/MultiArmedBandit

Introduction and implementation of the strategies(include Thompson Sampling) for multi-armed bandit problem

Primary LanguageScala

MultiArmedBandit

Introduction and implementation of the strategies(include Thompson Sampling) for multi-armed bandit Problem.

For the more detailed description, See MultiArmedBandit.pdf

Definition

This problem is also called Exploitation/Exploration problem.

Exploitation solves the Multi-armed Bandit Problem by exploiting the arm with the highest estimated value with respect to success times and rewards of previous plays.

Exploration solves the Multi-armed Bandit Problem by exploring any arm that does not have the highest estimated value based on previous plays.

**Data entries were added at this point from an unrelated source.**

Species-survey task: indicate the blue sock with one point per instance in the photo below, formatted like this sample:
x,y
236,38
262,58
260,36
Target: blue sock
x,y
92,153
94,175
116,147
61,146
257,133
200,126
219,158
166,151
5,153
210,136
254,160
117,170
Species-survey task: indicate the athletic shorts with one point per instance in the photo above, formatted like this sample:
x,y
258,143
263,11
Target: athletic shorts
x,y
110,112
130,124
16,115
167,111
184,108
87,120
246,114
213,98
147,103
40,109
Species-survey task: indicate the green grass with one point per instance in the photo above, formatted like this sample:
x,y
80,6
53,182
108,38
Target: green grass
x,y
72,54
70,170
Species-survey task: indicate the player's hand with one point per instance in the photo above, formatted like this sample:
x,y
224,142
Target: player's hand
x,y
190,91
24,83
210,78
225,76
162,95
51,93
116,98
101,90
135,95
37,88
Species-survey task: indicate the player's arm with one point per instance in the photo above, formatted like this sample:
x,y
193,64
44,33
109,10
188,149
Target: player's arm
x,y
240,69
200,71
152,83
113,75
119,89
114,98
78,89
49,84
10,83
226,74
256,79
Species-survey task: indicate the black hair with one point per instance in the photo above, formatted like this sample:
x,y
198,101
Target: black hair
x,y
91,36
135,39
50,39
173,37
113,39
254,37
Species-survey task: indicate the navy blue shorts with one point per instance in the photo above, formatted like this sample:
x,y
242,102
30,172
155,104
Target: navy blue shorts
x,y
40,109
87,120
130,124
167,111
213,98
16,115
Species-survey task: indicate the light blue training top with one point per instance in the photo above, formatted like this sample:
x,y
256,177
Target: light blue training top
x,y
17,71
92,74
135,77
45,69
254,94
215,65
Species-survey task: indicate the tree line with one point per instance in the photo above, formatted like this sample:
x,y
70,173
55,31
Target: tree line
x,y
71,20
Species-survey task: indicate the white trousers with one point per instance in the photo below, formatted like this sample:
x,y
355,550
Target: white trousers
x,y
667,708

The trade-off between exploitation and exploration is also faced in reinforcement learning.

Application

  • Real Time Bidding of online advertisement
  • Website/app optimization problem
  • Other Markov Desion Process Problem

#Algorithm ##Epsilon-Greedy image ##SoftMax image ##Upper Confidence Bound image ##Thompson Sampling image

#Simulate Using MCMC and Bernoulli Bandit to test the different performance between four algorithms

class BernoulliBandit(val probabilityArms:Array[Double]) {
  def draw(i:Int): Double ={
    require( i < probabilityArms.length )
    if(Random.nextDouble() > probabilityArms(i))
      0.0
    else
      1.0
  }
}
trait BanditAlgorithm {

  def selectArm():Int
  def update(chosenArm:Int,reward:Double)
  def initialize(n_arms:Int)

}

#Experiment We can compare the performance of accuracy, average reward and cumulative reward.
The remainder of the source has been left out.